WHOOOO gonna go collect my pay later. i hope got ALOT ALOT cos i need to get some stuff the requires money. but i hope they don't bug me to work.

OH OH i got 2 blister! one on each of my foot. at the back, you know when you wear court shoes. sucks lahhh super pain lor. one burst then it's REALLY REALLY painful. the other one just feels watery. EWWW ok. im just gonna use that as an excuse to not work. HAHAHAH hopefully it succeeds :)

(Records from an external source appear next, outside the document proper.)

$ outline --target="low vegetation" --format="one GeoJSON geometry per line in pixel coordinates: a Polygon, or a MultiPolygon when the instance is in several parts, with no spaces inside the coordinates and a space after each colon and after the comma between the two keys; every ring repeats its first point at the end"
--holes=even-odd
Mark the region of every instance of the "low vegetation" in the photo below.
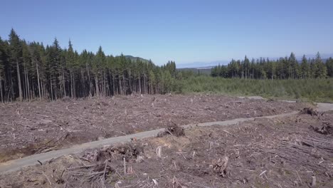
{"type": "Polygon", "coordinates": [[[245,80],[209,76],[179,82],[184,93],[210,93],[333,102],[333,79],[245,80]]]}

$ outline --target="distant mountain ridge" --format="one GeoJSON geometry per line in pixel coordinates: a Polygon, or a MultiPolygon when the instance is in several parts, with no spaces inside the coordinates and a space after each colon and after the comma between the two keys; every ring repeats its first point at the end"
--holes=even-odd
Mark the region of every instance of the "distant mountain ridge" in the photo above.
{"type": "MultiPolygon", "coordinates": [[[[307,58],[314,58],[315,55],[305,55],[307,58]]],[[[296,56],[297,60],[298,61],[299,63],[302,61],[302,56],[296,56]]],[[[333,57],[333,53],[323,53],[321,54],[321,58],[322,60],[325,62],[327,59],[329,59],[330,57],[333,57]]],[[[249,57],[248,57],[249,58],[249,57]]],[[[263,58],[267,58],[268,57],[263,57],[263,58]]],[[[252,59],[252,58],[249,58],[250,61],[252,59]]],[[[280,58],[269,58],[270,60],[276,60],[280,58]]],[[[237,58],[234,58],[235,60],[238,60],[237,58]]],[[[255,58],[255,59],[257,59],[255,58]]],[[[201,69],[201,68],[206,68],[206,67],[214,67],[217,66],[218,65],[228,65],[231,60],[229,61],[211,61],[211,62],[193,62],[193,63],[179,63],[176,64],[177,68],[178,69],[185,69],[185,68],[194,68],[194,69],[201,69]]]]}
{"type": "Polygon", "coordinates": [[[139,59],[139,61],[141,61],[142,62],[146,62],[146,63],[149,61],[147,59],[142,58],[140,58],[140,57],[134,57],[134,56],[130,56],[130,55],[127,55],[127,56],[125,56],[125,58],[127,58],[130,59],[132,61],[137,61],[137,59],[139,59]]]}

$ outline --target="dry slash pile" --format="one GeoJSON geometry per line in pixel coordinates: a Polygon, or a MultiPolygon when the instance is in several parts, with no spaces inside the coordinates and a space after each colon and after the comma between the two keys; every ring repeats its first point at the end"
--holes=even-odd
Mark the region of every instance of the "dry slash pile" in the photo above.
{"type": "Polygon", "coordinates": [[[98,139],[291,112],[301,103],[214,95],[133,95],[0,104],[0,162],[98,139]]]}
{"type": "Polygon", "coordinates": [[[332,113],[307,113],[184,132],[171,126],[159,137],[0,176],[0,187],[332,187],[332,113]]]}

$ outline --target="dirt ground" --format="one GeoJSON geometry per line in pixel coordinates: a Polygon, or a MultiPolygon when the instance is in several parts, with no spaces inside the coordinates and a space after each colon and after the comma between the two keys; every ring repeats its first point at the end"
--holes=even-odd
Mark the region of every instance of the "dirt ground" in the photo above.
{"type": "Polygon", "coordinates": [[[1,175],[0,187],[333,187],[332,122],[329,112],[197,127],[1,175]]]}
{"type": "Polygon", "coordinates": [[[260,117],[304,106],[216,95],[133,95],[0,104],[0,162],[174,124],[260,117]]]}

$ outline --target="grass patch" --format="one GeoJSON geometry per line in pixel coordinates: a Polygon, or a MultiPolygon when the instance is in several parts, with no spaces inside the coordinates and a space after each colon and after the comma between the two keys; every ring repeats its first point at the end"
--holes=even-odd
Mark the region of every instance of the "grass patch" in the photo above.
{"type": "Polygon", "coordinates": [[[191,77],[179,81],[181,93],[260,95],[264,98],[333,103],[333,78],[302,80],[245,80],[191,77]]]}

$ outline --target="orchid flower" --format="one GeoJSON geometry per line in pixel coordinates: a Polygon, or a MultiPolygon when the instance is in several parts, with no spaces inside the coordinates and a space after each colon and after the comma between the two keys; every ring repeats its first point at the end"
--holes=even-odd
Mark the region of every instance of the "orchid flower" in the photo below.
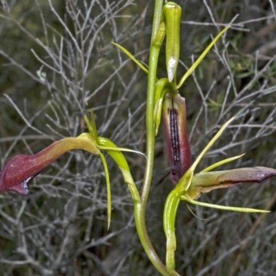
{"type": "Polygon", "coordinates": [[[98,137],[92,112],[90,121],[86,116],[84,117],[84,119],[89,130],[88,133],[82,133],[77,137],[61,139],[34,155],[19,155],[12,157],[0,172],[0,192],[14,191],[22,195],[29,194],[30,193],[29,183],[35,176],[65,152],[71,150],[81,149],[99,155],[102,161],[107,186],[109,228],[111,217],[110,183],[106,161],[101,150],[106,151],[118,165],[135,202],[139,202],[140,197],[128,163],[121,151],[140,152],[128,148],[118,148],[110,140],[98,137]]]}

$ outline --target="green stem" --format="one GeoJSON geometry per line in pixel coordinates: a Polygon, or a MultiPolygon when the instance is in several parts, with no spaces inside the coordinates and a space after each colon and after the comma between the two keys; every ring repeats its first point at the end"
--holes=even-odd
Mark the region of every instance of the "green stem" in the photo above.
{"type": "MultiPolygon", "coordinates": [[[[148,79],[146,104],[146,163],[144,177],[143,187],[141,193],[141,202],[135,203],[135,224],[141,243],[150,259],[150,262],[163,275],[169,276],[170,274],[164,264],[159,258],[148,235],[146,226],[146,206],[150,191],[152,176],[154,148],[155,148],[155,128],[154,128],[154,102],[155,82],[157,78],[157,60],[160,47],[152,43],[157,34],[162,14],[163,0],[155,0],[155,14],[152,24],[152,34],[150,49],[148,66],[148,79]]],[[[177,274],[175,274],[177,275],[177,274]]]]}

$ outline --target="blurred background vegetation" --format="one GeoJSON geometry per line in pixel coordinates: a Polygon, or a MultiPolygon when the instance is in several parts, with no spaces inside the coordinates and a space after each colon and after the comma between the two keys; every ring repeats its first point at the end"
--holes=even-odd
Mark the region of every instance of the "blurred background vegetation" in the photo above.
{"type": "MultiPolygon", "coordinates": [[[[232,28],[179,91],[186,99],[194,157],[218,128],[238,115],[199,170],[247,152],[221,169],[276,168],[276,7],[272,0],[179,0],[182,7],[179,77],[223,26],[232,28]]],[[[100,136],[145,151],[144,72],[112,46],[148,63],[154,1],[3,0],[0,12],[0,157],[32,154],[86,131],[93,109],[100,136]]],[[[162,49],[158,77],[166,77],[162,49]]],[[[162,131],[146,214],[164,258],[162,212],[172,188],[162,131]]],[[[141,187],[144,157],[126,154],[141,187]]],[[[76,150],[31,183],[26,197],[0,195],[0,275],[157,275],[139,244],[133,208],[118,168],[108,160],[106,193],[99,158],[76,150]]],[[[213,191],[199,200],[271,210],[244,214],[181,204],[177,219],[181,275],[273,275],[276,180],[213,191]]]]}

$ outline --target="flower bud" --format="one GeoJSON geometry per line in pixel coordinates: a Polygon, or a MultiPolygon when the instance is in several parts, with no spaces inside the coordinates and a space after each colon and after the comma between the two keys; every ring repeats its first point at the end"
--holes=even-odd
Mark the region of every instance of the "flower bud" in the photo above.
{"type": "Polygon", "coordinates": [[[175,75],[180,52],[180,22],[182,10],[174,2],[166,2],[163,8],[166,21],[166,65],[170,81],[175,75]]]}

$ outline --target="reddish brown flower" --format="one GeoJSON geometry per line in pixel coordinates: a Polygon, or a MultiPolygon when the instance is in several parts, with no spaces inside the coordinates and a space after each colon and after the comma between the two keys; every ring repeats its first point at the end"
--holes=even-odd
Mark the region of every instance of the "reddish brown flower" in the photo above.
{"type": "Polygon", "coordinates": [[[186,128],[185,99],[179,94],[167,94],[163,103],[163,118],[170,176],[176,184],[192,162],[186,128]]]}
{"type": "Polygon", "coordinates": [[[99,152],[89,135],[83,135],[57,141],[33,155],[14,156],[0,173],[0,192],[13,190],[21,195],[28,195],[30,193],[28,184],[32,178],[63,153],[77,148],[94,154],[99,152]]]}
{"type": "Polygon", "coordinates": [[[266,167],[199,172],[193,176],[186,196],[190,199],[195,199],[200,197],[201,193],[243,183],[262,183],[274,176],[276,176],[276,170],[266,167]]]}

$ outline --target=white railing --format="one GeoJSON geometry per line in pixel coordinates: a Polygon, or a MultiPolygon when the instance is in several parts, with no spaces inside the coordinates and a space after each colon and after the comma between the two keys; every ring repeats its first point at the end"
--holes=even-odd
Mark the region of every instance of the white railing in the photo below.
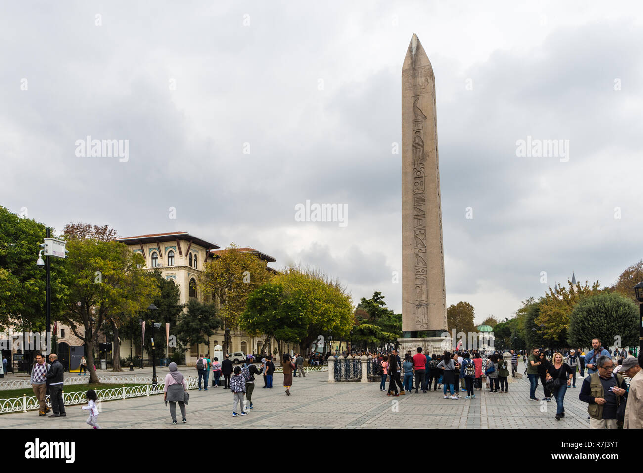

DONT THINK DONT THINK DONT THINK.

Wednesday, July 09, 2008

out of sight out of mind

WHOOOOO hahah im with abby now! :) and she wants me to say that SHE'S THE BEST. hahah had a nice talk and crazy laugh with her over stuff. hahah she was so guai can. actually doing her work. seeing her do math and looking through her bio notes, i suddenly remembered how sec school was like and i REALLY missed it.

OHH story of the day.
i was in the rush to get out of the house cos i knew i was going to be late and i changed without my contacts on. so i wore my shirt inside out and i didnt even realise it until i was waiting for the mrt. suddenly it was like WHY I GOT A TAG STICKING OUT FROM MY SHIRT? then i check the seaming. CRAP... inside out. and i couldnt change lor cos running late then i quicking put on my jacket trying to hide the tag on the back and the tag sticking out from the side. HAHAHAH seriously all the weird weird funny funny things happen to me.

im quite upset over something but im gonna try to let go of it slowly. im sure i got God's help. OUT OF SIGHT, OUT OF MIND.

OUT OUT OUT YOU GO

that's more like it :)

dreaded day..

AT LAST MY PRESENTATION WAS OVER.

THANK GOD.
even though i still cant really let go of it, i know i can't do anything to it and i have other projects to care about. have to move on.

i don't even know what to say about the presentation. i was scared out of my nerves before our turn cos kezia's grp was super confident and was so prepared. just kept reading the verse edwin sent me to calm myself down.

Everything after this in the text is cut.